The plug-in MLE (PIMLE) estimator from Killworth, P. D., Johnsen, E. C., McCarty, C., Shelley, G. A., and Bernard, H. R. (1998) is a two-stage estimator that first estimates the degrees for each respondent dᵢ by maximizing the following likelihood for each respondent:

L(dᵢ; y, {Nₖ}) = ∏ₖ₌₁ᴸ [ (⁽ᵈⁱ⁾⁄₍ʸⁱₖ₎) × (Nₖ / N)yᵢₖ × (1 − Nₖ / N)dᵢ − yᵢₖ ],

Where: L is the number of subpopulations with known sizes Nₖ. yᵢₖ is the number of people respondent i reports knowing in subpopulation k. (⁽ᵈⁱ⁾⁄₍ʸⁱₖ₎) is the binomial coefficient. In the second stage, the model plugs in the estimated dᵢ into the equation:

yᵢₖ / dᵢ = Nₖ / N
and solves for the unknown *Nₖ* for each respondent. These estimates are then averaged to obtain a single estimate of *Nₖ*.

To summarize, Stage 1 estimates dᵢ using:

dᵢ = N × (∑ₖ₌₁ᴸ yᵢₖ) / (∑ₖ₌₁ᴸ Nₖ)

Stage 2 estimates the unknown subpopulation size Nₖ with:

N̂ₖᴾᴵᴹᴸᴱ = (N / n) × ∑ᵢ₌₁ⁿ (yᵢₖ / dᵢ)

Here is an example of this package creating an estimate using the PIMLE function:

pimle.est = killworth(ard, known_sizes = sizes[c(1, 2, 4)], known_ind = c(1, 2, 4), N = N, model = "PIMLE")

Note that the function will provide a warning saying that at least dᵢ was 0. This occurs when a respondent does not resport knowing anyone in the known subpopulations. This is an issue for the PIMLE since a 0 value is in the denominator for N̂ᵤᴾᴵᴹᴸᴱ . Thus, we ignore the responses from respondents that correspond to dᵢ =0 .

MLE

Next, we analyze the data from the Killworth, P. D., McCarty, C., Bernard, H. R., Shelley, G. A., and Johnsen, E. C. (1998) MLE estimator.

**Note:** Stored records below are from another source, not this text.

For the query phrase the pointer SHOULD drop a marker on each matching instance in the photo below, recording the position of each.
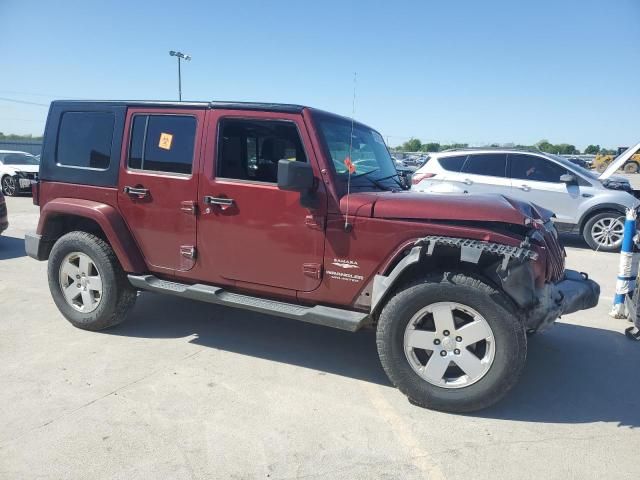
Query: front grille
(555, 256)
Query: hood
(13, 169)
(619, 161)
(426, 206)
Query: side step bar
(319, 315)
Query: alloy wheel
(608, 231)
(80, 282)
(449, 345)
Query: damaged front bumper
(573, 293)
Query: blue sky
(466, 71)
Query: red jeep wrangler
(293, 211)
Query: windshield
(572, 166)
(18, 159)
(372, 165)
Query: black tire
(9, 187)
(508, 333)
(118, 296)
(587, 233)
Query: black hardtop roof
(216, 104)
(262, 106)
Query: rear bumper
(34, 246)
(573, 293)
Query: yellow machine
(601, 162)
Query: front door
(249, 230)
(158, 184)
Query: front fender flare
(109, 220)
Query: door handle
(137, 192)
(222, 202)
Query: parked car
(18, 170)
(160, 197)
(578, 161)
(584, 202)
(4, 219)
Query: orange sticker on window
(165, 141)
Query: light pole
(181, 56)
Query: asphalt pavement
(190, 390)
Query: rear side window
(84, 140)
(530, 167)
(489, 164)
(162, 143)
(452, 164)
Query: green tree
(431, 147)
(411, 145)
(592, 149)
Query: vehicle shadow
(574, 374)
(11, 247)
(235, 330)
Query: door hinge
(188, 206)
(188, 251)
(313, 270)
(315, 222)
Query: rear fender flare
(109, 220)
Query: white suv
(584, 202)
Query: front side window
(162, 143)
(251, 149)
(489, 164)
(371, 164)
(531, 167)
(84, 140)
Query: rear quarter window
(84, 140)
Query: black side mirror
(295, 176)
(568, 178)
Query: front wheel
(604, 231)
(451, 342)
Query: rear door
(158, 184)
(537, 180)
(485, 173)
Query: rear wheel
(451, 342)
(604, 231)
(87, 282)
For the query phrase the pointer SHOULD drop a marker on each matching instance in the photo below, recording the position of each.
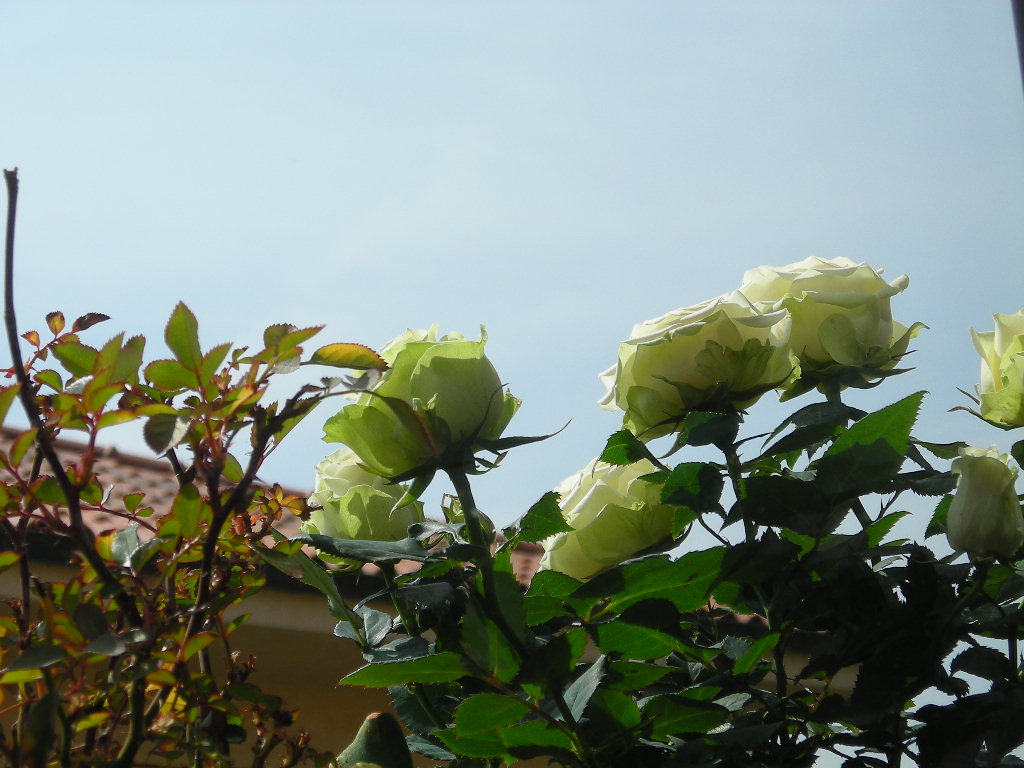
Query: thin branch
(81, 535)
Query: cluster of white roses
(817, 323)
(823, 323)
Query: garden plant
(810, 626)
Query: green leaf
(90, 620)
(538, 738)
(684, 582)
(672, 716)
(578, 694)
(470, 744)
(196, 643)
(7, 395)
(212, 361)
(7, 558)
(632, 641)
(624, 448)
(787, 502)
(170, 376)
(984, 663)
(164, 431)
(299, 565)
(125, 544)
(77, 358)
(87, 321)
(185, 510)
(488, 712)
(543, 519)
(628, 675)
(348, 355)
(367, 551)
(858, 469)
(547, 596)
(38, 657)
(947, 451)
(755, 653)
(440, 668)
(892, 424)
(22, 444)
(55, 322)
(107, 644)
(694, 484)
(181, 335)
(937, 524)
(707, 428)
(113, 418)
(49, 378)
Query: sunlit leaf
(7, 395)
(77, 358)
(440, 668)
(543, 519)
(348, 355)
(164, 431)
(170, 376)
(181, 335)
(88, 321)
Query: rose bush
(843, 331)
(438, 398)
(985, 515)
(1001, 386)
(722, 353)
(351, 503)
(613, 513)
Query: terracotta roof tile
(127, 473)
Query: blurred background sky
(556, 171)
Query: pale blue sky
(557, 171)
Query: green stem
(408, 620)
(735, 470)
(485, 563)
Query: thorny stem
(81, 534)
(485, 564)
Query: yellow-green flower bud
(1001, 387)
(437, 399)
(723, 353)
(614, 515)
(985, 516)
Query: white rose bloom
(1001, 385)
(985, 516)
(613, 514)
(721, 353)
(842, 321)
(356, 504)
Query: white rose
(985, 515)
(613, 514)
(428, 410)
(842, 322)
(722, 353)
(356, 504)
(1001, 386)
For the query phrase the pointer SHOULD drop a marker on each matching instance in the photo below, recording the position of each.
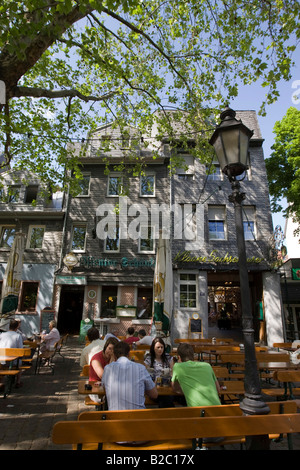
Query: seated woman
(159, 360)
(99, 361)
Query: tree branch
(22, 91)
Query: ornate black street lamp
(231, 142)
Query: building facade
(112, 282)
(96, 259)
(27, 207)
(208, 264)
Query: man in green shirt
(195, 379)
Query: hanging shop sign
(93, 262)
(77, 280)
(213, 257)
(296, 274)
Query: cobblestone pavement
(28, 414)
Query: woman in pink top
(101, 359)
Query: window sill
(26, 312)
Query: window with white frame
(215, 172)
(84, 184)
(146, 239)
(35, 236)
(7, 236)
(112, 240)
(216, 223)
(187, 169)
(78, 238)
(249, 222)
(13, 194)
(189, 221)
(115, 185)
(28, 296)
(31, 193)
(147, 185)
(188, 290)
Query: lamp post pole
(231, 139)
(252, 403)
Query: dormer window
(31, 193)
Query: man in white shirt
(11, 338)
(96, 345)
(144, 338)
(126, 382)
(51, 338)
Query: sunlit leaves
(135, 57)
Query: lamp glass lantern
(231, 143)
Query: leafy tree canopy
(283, 166)
(69, 66)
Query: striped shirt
(125, 383)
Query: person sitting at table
(126, 382)
(12, 339)
(144, 338)
(96, 345)
(131, 338)
(195, 379)
(24, 337)
(158, 360)
(101, 359)
(49, 340)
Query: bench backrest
(272, 357)
(85, 371)
(260, 357)
(203, 340)
(18, 352)
(282, 345)
(233, 358)
(82, 432)
(184, 412)
(287, 375)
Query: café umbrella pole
(12, 280)
(162, 288)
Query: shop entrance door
(70, 309)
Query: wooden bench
(85, 371)
(137, 355)
(178, 428)
(289, 379)
(9, 373)
(49, 355)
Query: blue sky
(250, 97)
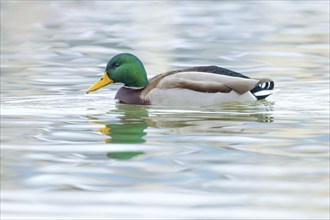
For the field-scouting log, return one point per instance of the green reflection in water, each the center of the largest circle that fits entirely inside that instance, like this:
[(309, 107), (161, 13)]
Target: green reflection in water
[(128, 130)]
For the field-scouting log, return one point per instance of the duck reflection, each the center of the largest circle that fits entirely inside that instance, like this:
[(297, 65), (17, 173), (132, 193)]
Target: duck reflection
[(129, 129), (127, 124)]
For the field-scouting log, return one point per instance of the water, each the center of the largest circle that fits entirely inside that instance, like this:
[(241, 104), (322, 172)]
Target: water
[(66, 154)]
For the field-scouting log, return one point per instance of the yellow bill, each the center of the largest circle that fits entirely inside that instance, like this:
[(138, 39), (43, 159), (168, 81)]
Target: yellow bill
[(103, 81)]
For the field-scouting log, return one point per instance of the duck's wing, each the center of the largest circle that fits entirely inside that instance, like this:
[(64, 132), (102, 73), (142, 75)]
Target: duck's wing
[(212, 69), (203, 82)]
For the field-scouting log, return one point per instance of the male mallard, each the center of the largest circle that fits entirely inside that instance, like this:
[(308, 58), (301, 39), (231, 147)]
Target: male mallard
[(196, 86)]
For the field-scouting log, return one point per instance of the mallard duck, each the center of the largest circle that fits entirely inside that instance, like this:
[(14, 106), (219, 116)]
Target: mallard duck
[(196, 86)]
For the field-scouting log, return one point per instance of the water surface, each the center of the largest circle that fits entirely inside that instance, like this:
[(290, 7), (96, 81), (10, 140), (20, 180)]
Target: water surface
[(66, 154)]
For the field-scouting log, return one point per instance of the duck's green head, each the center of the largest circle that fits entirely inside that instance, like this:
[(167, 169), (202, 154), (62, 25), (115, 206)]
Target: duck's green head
[(125, 68)]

This is also a two-stage model, which an identical first stage, i.e.

d̂ⁱ = N̂ ⋅ (∑ₖ₌₁ᴸ yᵢₖ) / (∑ₖ₌₁ᴸ Nₖ)

However, the second stage estimates Nₖ by maximizing the Binomial likelihood with respect to Nₖ , fixing dᵢ at the estimated d̂ᵢ . Thus, the estimate for the unknown subpopulation size is given by

N̂⁽ᴹᴸᴱ⁾ₖ = N ⋅ (∑ᵢ₌₁ⁿ yᵢₖ) / (∑ᵢ₌₁ⁿ d̂ᵢ)

For example, the estimate can be obtained using:

mle.est = killworth(ard, known_sizes = sizes[c(1, 2, 4)], known_ind = c(1, 2, 4), N = N, model = "MLE")

Note that this function will not create a warning for a dᵢ =0 value since the denominator depends on the summation of d̂ᵢ.